DALLAS — Lee & Associates has negotiated the sale of four industrial outdoor storage (IOS) sites in Texas. The facilities — located at 1927 W. Commerce St. in Dallas, 3405 Aldine Bender Road in Houston, 3928 Naco Perrin Blvd in San Antonio and 8601 Tuscany Way in Austin — traded as part of a 56.2-acre, 230,000-square-foot IOS portfolio that also included a facility in Chicago. Alex Wilson of Lee & Associates represented the buyer, Transport Properties, in the transaction. The seller and sales price were not disclosed.

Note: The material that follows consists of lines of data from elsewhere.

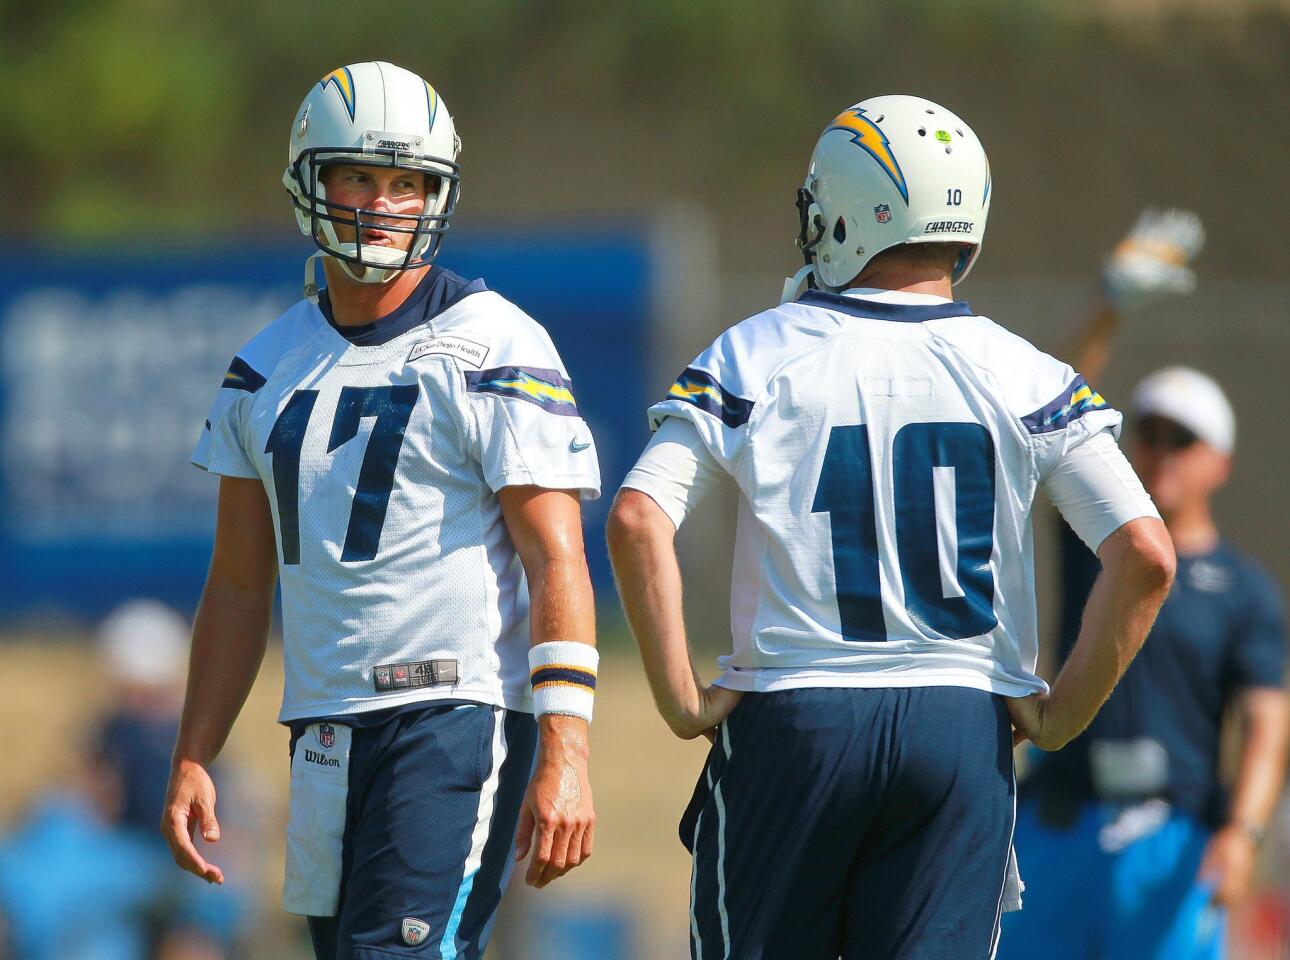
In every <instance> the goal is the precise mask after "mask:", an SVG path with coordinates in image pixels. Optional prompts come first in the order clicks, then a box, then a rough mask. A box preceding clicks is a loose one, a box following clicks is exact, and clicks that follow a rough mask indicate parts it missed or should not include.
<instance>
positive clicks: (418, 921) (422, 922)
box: [402, 916, 430, 946]
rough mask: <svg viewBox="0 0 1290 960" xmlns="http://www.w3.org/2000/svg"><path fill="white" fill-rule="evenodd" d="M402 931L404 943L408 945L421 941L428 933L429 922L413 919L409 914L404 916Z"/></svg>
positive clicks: (428, 930)
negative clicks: (402, 929) (403, 920)
mask: <svg viewBox="0 0 1290 960" xmlns="http://www.w3.org/2000/svg"><path fill="white" fill-rule="evenodd" d="M402 933H404V943H406V945H408V946H412V945H414V943H421V942H422V941H423V939H426V937H427V935H428V934H430V924H427V923H426V921H424V920H414V919H413V917H410V916H405V917H404V930H402Z"/></svg>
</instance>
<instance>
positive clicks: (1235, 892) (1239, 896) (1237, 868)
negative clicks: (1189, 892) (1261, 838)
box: [1198, 823, 1258, 907]
mask: <svg viewBox="0 0 1290 960" xmlns="http://www.w3.org/2000/svg"><path fill="white" fill-rule="evenodd" d="M1256 859H1258V848H1256V846H1255V844H1254V839H1253V837H1251V836H1250V834H1249V832H1247V831H1246V830H1244V828H1242V827H1241V826H1238V825H1231V823H1229V825H1228V826H1225V827H1222V828H1220V830H1218V831H1216V832H1215V834H1214V836H1211V837H1210V841H1209V844H1207V845H1206V846H1205V857H1202V858H1201V868H1200V871H1198V876H1200V879H1201V880H1202V881H1205V883H1207V884H1211V885H1213V886H1214V894H1213V901H1214V903H1216V905H1218V906H1220V907H1235V906H1238V905H1240V903H1241V902H1242V901H1244V899H1245V898H1246V895H1247V894H1249V892H1250V880H1251V877H1253V876H1254V863H1255V861H1256Z"/></svg>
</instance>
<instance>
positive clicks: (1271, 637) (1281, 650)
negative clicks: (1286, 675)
mask: <svg viewBox="0 0 1290 960" xmlns="http://www.w3.org/2000/svg"><path fill="white" fill-rule="evenodd" d="M1247 582H1249V586H1247V587H1246V591H1245V596H1244V597H1242V601H1244V615H1242V617H1240V618H1238V619H1237V623H1236V628H1235V630H1233V634H1232V637H1231V644H1232V653H1231V665H1229V672H1231V681H1232V685H1233V686H1235V688H1236V689H1241V688H1247V686H1282V685H1284V684H1285V661H1286V640H1285V605H1284V603H1282V600H1281V592H1280V591H1278V590H1277V587H1276V585H1273V582H1272V581H1271V578H1268V577H1267V575H1264V574H1263V572H1262V570H1254V572H1253V573H1251V575H1250V577H1249V581H1247Z"/></svg>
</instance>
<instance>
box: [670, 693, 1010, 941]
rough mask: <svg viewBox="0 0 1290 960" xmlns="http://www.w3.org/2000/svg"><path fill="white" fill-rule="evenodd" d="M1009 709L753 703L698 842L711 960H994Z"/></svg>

SHENANDOAH, TEXAS — Local development and investment firm Pinecroft has broken ground on a $16.2 million healthcare project in The Woodlands, located north of Houston. The project, a 39,883-square-foot medical office building, is fully preleased to providers in specialty practices such as primary care, nephrology, urology, cardiology and infectious diseases. Browne McGregor Architects designed the project, and O’Donnell Snider Construction is serving as the general contractor. Completion is slated for early 2027.